Bunu şikâyet edenler olmuş.

Çağırdılar. Ben henüz acemî olduğum için, bana bir şey demiyorlar. Fakat ona;

“–Ulan burası ticarethâne mi? Kimlerden kaç para aldın söyle bakalım!” dediler. Hattâ hayli eziyet de ettiler. Falakaya yatırdılar. Dövdüler.

Asker mert idi;

“Ben bu paraları tek yemedim, bununla beraber yedim.” demedi. Deseydi aynı dayaklara ben de maruz kalacaktım. Sonra onu eğitime gönderdiler;

“En ağır işleri buna yaptıracaksınız.” dediler. Sonra da bana döndüler:

“–Eğer namuslu, şerefli isen gidip bunun yerine saraçlığı düzgün bir şekilde devam ettireceksin! Yok eğer; «Namussuzum.» diyorsan sen de bırakırsın!”

Öyle bir tarzda söylemişlerdi ki, reddetmenin imkânı yoktu. Reddetmek en ağır hakaretleri kabullenmek demek idi. Mecburen saraç olduk.

Fakat ben acemî asker olduğum için, herkesin baskısı var. Bayram günü idi. Herkesin çizmeleri var. Bayrama, izne giderken çizmelerin söküklerinin tamir edilmesi lazım. O çavuş geliyor:

“–Benim çizmemin şurasını dik!..”

Öbür çavuş geliyor:

“–Hayır önce benim çizmemin şurasını şöyle yap!..”

Baskı, lâf, söz…

Bir noktadan sonra dayanamadım. Önlüğü çıkardım attım;

“–Ben saraç değilim, yapmıyorum!” dedim.

“–Nasıl yapmazsın!”

“–Yapmıyorum!”

“–Askerlikte verilen emre; «Hayır!» demek var mı?!.”

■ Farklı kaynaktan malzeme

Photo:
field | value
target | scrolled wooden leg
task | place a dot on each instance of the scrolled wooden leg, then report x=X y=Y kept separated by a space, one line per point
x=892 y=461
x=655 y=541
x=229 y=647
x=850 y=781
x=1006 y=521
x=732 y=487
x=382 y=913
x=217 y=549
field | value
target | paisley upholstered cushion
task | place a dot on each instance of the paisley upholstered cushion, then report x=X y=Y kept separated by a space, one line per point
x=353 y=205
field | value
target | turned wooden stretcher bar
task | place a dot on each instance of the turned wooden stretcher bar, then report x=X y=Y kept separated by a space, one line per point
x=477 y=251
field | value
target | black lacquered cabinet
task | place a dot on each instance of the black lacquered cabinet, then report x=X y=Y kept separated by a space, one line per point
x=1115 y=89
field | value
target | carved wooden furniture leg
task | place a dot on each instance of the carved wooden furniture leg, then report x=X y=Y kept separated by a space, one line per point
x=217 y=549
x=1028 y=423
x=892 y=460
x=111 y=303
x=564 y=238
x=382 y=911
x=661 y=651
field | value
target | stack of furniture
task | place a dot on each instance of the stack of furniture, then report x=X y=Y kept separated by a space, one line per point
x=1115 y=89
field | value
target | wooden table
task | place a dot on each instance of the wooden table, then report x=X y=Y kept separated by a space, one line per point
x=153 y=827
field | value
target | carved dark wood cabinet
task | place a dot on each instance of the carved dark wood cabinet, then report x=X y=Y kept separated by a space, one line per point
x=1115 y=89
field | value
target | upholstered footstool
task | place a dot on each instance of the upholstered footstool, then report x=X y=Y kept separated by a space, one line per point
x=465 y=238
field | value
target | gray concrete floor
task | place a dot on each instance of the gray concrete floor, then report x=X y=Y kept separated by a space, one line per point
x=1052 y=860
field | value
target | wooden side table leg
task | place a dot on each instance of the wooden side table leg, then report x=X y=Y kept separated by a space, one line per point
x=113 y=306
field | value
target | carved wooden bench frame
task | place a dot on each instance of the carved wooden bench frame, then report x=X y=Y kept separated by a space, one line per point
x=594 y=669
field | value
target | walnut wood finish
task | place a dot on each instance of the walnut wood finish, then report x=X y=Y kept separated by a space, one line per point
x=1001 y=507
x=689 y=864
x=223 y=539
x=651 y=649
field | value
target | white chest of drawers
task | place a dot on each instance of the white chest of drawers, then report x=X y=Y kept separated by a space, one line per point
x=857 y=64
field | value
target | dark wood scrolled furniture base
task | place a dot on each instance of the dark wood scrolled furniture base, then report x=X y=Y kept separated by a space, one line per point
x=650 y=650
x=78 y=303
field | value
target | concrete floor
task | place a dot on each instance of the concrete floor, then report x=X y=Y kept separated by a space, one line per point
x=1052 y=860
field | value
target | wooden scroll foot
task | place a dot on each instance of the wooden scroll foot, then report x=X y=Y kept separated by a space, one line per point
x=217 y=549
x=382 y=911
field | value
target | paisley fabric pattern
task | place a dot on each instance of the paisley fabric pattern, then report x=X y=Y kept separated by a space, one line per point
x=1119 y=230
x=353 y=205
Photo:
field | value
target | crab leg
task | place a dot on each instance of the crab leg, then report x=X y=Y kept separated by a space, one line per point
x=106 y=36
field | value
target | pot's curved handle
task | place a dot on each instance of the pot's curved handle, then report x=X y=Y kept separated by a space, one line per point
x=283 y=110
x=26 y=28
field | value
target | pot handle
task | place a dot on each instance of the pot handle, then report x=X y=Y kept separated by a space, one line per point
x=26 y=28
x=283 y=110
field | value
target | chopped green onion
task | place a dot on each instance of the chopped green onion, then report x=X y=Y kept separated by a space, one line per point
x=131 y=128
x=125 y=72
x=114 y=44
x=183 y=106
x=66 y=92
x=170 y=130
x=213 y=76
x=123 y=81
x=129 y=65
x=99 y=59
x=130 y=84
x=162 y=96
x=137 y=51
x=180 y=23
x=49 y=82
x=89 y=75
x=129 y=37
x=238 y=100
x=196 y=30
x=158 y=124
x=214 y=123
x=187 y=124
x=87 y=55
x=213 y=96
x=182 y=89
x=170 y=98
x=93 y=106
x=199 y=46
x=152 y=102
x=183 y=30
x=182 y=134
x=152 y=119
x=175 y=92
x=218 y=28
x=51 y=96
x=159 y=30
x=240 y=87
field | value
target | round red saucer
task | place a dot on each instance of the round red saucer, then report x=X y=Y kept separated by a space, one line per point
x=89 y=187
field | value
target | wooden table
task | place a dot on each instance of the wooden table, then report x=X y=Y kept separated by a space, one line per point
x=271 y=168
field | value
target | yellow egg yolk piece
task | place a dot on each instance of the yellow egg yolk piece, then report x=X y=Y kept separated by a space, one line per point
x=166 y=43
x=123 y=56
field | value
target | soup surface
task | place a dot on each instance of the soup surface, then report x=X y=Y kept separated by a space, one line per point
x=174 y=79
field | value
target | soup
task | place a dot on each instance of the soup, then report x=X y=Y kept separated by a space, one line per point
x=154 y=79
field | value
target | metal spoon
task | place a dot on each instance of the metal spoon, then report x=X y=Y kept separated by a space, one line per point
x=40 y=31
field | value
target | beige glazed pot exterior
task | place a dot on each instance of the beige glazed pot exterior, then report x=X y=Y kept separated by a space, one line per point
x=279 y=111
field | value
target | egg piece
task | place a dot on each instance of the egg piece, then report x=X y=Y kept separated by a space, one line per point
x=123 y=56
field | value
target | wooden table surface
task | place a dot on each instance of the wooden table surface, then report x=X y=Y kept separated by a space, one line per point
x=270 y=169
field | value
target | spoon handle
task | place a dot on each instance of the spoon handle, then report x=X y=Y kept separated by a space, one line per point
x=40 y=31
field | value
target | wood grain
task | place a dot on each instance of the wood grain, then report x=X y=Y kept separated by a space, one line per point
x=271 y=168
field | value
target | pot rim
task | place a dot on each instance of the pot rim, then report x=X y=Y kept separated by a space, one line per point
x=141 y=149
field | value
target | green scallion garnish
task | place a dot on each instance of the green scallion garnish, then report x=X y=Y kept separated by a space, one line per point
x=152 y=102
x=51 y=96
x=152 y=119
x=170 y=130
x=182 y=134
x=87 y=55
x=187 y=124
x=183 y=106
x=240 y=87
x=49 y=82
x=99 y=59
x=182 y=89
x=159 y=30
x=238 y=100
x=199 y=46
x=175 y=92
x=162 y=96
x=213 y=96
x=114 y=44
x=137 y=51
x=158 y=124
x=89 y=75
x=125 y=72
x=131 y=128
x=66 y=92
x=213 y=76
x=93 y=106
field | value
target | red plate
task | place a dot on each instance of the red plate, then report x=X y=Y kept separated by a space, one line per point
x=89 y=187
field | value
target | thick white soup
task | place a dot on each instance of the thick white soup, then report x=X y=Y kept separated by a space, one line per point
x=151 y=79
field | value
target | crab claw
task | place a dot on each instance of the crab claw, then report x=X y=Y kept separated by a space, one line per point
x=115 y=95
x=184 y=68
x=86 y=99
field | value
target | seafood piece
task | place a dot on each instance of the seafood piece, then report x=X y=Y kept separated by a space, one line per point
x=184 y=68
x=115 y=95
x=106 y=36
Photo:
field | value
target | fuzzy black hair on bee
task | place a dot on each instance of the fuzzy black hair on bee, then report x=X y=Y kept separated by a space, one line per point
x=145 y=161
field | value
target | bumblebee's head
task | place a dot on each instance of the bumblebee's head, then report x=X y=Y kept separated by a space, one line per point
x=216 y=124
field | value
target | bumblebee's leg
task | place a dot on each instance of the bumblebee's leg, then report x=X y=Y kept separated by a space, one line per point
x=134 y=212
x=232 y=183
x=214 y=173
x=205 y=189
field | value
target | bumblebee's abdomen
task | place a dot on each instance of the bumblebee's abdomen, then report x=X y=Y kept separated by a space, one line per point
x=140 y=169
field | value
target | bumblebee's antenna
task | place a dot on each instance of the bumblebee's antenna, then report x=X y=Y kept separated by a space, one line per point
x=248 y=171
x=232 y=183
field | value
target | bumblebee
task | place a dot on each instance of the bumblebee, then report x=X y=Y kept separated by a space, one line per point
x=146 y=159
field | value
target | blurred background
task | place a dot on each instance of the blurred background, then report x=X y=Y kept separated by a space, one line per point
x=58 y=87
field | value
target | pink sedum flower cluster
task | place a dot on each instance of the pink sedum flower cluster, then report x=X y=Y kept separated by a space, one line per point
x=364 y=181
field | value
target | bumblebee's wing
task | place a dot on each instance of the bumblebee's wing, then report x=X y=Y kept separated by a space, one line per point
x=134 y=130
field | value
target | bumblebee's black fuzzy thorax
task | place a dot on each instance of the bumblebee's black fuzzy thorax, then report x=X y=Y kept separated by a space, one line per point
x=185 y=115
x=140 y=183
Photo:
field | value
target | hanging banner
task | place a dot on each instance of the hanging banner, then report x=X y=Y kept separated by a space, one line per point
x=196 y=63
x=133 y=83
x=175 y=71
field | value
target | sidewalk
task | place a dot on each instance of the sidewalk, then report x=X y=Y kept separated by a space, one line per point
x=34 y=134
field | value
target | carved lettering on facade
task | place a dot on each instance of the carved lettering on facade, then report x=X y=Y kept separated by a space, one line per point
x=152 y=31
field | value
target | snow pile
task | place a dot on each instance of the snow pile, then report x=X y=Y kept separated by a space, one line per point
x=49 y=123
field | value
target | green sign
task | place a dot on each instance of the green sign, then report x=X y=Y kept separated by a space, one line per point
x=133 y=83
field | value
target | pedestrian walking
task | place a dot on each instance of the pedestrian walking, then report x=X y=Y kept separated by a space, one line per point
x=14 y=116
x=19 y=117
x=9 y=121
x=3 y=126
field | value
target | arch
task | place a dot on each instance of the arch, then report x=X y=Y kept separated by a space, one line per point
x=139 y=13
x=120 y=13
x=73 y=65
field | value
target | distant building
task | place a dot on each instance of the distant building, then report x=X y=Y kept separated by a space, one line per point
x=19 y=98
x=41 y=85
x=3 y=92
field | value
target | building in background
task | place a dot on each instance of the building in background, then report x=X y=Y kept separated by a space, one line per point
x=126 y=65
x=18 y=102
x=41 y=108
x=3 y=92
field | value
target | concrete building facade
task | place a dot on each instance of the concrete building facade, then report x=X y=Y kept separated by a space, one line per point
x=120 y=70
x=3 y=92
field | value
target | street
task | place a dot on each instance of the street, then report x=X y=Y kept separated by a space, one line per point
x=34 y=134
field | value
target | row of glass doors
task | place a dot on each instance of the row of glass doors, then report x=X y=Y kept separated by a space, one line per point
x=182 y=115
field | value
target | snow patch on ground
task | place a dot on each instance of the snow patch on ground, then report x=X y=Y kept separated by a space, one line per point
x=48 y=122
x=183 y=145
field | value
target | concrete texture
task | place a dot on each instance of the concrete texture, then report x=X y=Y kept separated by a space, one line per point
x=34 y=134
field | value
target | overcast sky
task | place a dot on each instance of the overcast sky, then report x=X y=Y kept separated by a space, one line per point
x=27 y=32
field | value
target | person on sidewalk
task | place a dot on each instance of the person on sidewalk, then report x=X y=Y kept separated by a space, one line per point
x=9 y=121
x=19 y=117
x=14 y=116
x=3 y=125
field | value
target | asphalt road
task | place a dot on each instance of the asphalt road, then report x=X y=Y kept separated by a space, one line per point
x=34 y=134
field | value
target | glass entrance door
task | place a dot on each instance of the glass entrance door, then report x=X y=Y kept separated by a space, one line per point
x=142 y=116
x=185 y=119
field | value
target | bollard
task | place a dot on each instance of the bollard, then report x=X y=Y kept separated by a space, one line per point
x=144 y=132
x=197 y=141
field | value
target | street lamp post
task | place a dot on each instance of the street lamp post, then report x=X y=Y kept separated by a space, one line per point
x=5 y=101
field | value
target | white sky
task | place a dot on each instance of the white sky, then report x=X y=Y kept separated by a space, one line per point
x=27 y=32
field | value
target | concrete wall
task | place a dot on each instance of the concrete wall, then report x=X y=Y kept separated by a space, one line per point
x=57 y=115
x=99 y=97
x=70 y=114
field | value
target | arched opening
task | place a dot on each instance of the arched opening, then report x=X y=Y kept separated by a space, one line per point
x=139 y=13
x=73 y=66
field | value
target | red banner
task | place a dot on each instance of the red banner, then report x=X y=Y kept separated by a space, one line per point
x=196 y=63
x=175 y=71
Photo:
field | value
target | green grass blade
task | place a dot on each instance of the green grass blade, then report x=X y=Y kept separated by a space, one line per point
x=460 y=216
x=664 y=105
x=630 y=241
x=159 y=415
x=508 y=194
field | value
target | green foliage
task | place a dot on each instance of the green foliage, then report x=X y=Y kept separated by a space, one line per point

“–Ben asker olmaya geldim, saraç olmaya değil. Ben saraç değilim.”

Nöbetçi subayına havale ettiler. Aynısını söyledim. İş, bölük kumandanına kadar ulaştı. Beni çağırdı:

“–Sen saraçlık yapmıyormuşsun.”

“–Kumandanım, ben saraç değilim!”

“–Sen saraçsın, sen çizme bile dikiyorsun! Yapacaksın!”

“–Yapmayacağım efendim!”

“–Öyle mi, alın bunu eğitime!.. Anasından doğduğuna pişman edin!”

Beni birkaç çavuşa verdi. Akşama kadar; oraya koş, buraya koş, bir sürü tâlim, eğitim. 2-3 gün sonra bölük kumandanı yine çağırdı:

“–Saraçlığı yapacak mısın?”

“–Yapmayacağım.”

Çavuşlara döndü:

“–Devam edin!.. Kabul edinceye kadar burnu sürtülsün!..”

Fakat birkaç gün içinde ben çavuşlarla dostluğu ilerletmiştim. Ağır eğitimlerden kurtulmuştum. Onlarla oturup kalkıyorduk. Kumandan çağırdıkça gidip; «Yaptırıyoruz.» diyorlardı.

Tam o günlerde çavuş kursuna imtihan açıldı. Bizim bölükten de altı kişi istiyorlar. Hepimizi topladılar. Beni arkalara ittiler. Basit sorular soruyorlar:

–Türkiye’nin etrafında hangi denizler var?

–Ülkemizin etrafında hangi komşular var?

Çok basit sualler, fakat pek kimse bilemiyor. Anadolu’dan gelmiş, tahsilsiz kimseler ekseriyetle. Ben biliyorum, doğru cevabı söylüyorum;

“–Sen saraçsın!” diyorlar.

Bir yandan da doğru cevaplara göre puanlarımızı yazmaları gerekiyor. Fakat bana sürekli;

“–Sen saraçsın, sen gidemezsin! Seni bu altı kişinin içine yazmayız!..” diyorlar. Dostluk kurduğum çavuşlardan biri bana akıl öğretti:

“–Bölük kumandanına git;

«Çavuşluk kursuna en yüksek puanları aldığım hâlde beni göndermiyorlar. Ben hakkımı aramak için «albay»ıma çıkarım, bu durumu şikâyet ederim.» de!..”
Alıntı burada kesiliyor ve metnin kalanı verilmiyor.